CRISPR stands for Clustered Regularly Interspaced Short Palindromic Repeats, the hallmarks of the bacterial defence system, which forms the basis of CRISPR-Cas genome editing technology.
CRISPR-Cas can be used as an advanced plant-breeding tool that facilitates crop breeding by making cuts at specific locations in a plant genome. Subsequent repair of the cut by the cell’s endogenous repair mechanism can introduce precise changes.
The system works with the native characteristics in the crop and does not introduce new genes. Proponents argue that this means that the new biotechnology poses fewer risk factors than GMOs and the process is frequently compared to traditional crop breeding techniques.
Ignoring the ‘precautionary principle’?
The European organic food sector has been a chief opponent of the unregulated use of NPBTs.
Organic trade body IFOAM EU, which represents more than 190 organic organisations, insisted that the decision ignores the principle of the “precautionary principle”.

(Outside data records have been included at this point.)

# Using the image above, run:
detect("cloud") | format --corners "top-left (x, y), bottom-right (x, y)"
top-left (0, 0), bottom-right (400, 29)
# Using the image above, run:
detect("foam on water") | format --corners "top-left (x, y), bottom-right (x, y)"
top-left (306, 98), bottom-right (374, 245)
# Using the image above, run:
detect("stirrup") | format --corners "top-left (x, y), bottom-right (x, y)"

“There are no legal or scientific reasons to exempt from risk assessment, traceability and labelling, recently developed genetic engineering,” Eric Gall, IFOAM EU policy manager, insisted. “Exempting these new genetic engineering from a risk assessment would be a blatant denial of the precautionary principle and of the citizens’ right to know how their food is produced.”
An EJC Advocate Opinion is non-binding and advisory for the panel of judges who will decide the case.
When the EJC does rule on the case, IFOAM EU called on the judges to consider the “intentions of the legislator” when the EU’s GMO regulations were first conceived in 1990. “The intention of the legislator back in 1990… was to only exempt from risk assessment techniques which were used since the 1960s and which had a long safety record," Gall argued.
The EJC's final decision is expected later this year.